Best wishes to everyone, my heart goes out to you all.
A.
Hi Algenon/Luce
I can fully relate to sleep deprivation and a racing mind.
This may sound rather naff or patronising (hope not), its something ive practiced before when I had sleep problems, if you have a cd player by your bedside why not buy a relaxation CD, or alternatively a radio alarm clock for the bedside.
Yes of course you will continue to think about what is most important to you for quite some time in your bedroom but you will at least have a quite piece of music in the backround to distract you from time to time, or maybe read a positive book that i going to help you and you only.
Hopefully one or the other will assist you in time with getting some sleep.
In my opinion sleep deprivation makes us more irrational and unable to think straight.
You may not agree with this personally, but i stand by the sentiments of a previous poster (sorry forgot who you were) that said if its meant to be its meant to be.
The very best of luck to you in any case and I hope things work out well for you. :)
Algenon49
28th April 2010, 11:14 AM
Thanks,
Yes your right my irrational behaviour and thinking is not at this time at its best, i know it will take time and right now time is what i seem to have loads of.
If it's meant to be then so be it, again probably somwhere in this comment is an element of reality and truth although it still doesn't stop us hoping that things will change for the better.
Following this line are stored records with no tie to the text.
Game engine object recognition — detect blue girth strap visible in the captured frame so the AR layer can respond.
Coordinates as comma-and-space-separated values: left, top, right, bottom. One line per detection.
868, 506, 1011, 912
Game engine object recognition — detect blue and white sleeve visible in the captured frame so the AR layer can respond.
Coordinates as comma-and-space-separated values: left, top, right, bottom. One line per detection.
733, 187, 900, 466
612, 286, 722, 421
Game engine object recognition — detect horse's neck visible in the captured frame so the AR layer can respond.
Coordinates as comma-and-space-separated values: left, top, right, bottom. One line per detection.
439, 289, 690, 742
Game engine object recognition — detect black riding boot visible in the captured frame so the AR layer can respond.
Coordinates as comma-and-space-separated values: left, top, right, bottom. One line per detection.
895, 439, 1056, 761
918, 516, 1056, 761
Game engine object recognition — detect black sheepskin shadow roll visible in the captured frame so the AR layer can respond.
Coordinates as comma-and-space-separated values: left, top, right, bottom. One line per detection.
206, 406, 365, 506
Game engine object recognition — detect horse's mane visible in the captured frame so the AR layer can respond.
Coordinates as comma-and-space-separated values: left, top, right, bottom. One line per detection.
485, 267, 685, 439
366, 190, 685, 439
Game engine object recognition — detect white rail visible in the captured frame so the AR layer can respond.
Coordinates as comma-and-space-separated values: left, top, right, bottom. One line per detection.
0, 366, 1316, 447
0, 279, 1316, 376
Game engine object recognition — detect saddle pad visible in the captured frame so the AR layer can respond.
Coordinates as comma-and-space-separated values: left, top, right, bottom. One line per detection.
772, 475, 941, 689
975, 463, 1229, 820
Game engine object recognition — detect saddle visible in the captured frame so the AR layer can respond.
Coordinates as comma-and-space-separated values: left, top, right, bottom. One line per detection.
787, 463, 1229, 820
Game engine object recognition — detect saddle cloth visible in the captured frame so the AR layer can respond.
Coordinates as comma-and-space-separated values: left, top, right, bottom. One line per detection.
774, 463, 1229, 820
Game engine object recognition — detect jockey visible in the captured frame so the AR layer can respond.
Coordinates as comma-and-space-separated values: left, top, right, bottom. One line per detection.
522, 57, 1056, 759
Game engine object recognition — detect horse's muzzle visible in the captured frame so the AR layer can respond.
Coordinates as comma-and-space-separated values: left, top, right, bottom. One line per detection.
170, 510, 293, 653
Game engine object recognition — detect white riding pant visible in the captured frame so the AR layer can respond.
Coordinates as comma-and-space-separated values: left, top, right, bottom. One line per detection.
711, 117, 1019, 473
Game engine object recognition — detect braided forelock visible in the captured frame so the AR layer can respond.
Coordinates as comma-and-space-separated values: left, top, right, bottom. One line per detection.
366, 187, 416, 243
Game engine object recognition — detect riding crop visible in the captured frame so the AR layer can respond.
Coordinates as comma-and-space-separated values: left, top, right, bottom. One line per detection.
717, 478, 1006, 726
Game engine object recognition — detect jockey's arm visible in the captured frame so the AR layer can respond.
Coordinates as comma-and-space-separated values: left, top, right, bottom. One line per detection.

What i find helps me especially during the day is to make a plan of what i want to do during the day and try to adhere to it, it keeps you focused on particular activities and stops you moping around, just have to deal with the night time now.
A.
luce
28th April 2010, 01:01 PM
Hi Algenon/Luce
I can fully relate to sleep deprivation and a racing mind.
This may sound rather naff or patronising (hope not), its something ive practiced before when I had sleep problems, if you have a cd player by your bedside why not buy a relaxation CD, or alternatively a radio alarm clock for the bedside.
Nope, doesnt sound patronising. Worked for me and helped me break the night-time pattern somewhat. I simply started taking my laptop to bed and used relaxation videos from You Tube. Helped a lot. :)
luce
28th April 2010, 01:03 PM
.
What i find helps me especially during the day is to make a plan of what i want to do during the day and try to adhere to it, it keeps you focused on particular activities and stops you moping around, just have to deal with the night time now.
A.
Good idea. I wi give that a go. :)
mdmquincy
29th April 2010, 03:49 AM
Just read through this thread, and am so sorry that you find yourself in the muck. From what I understand, most of us did not expect to find ourselves in these situations. My husband and I were the go-to couple. Everyone thought we were solid, tight. Especially me. Then, bam.
It's not fair, of course, but that won't get us far. Still, I cant' help but think of the others that are going through these problems right now, going through them alone. Isolated. Goodness, can you imagine the heartache of no one. Maybe they are home alone and not reaching out, not finding a forum such as this to begin stabalizing their rocked worlds. In that way, we are fortunate. We have here, and we have each other.
Know that you are in my thoughts and that you are not alone in your struggle. You deserve some empathy, and you will find some here.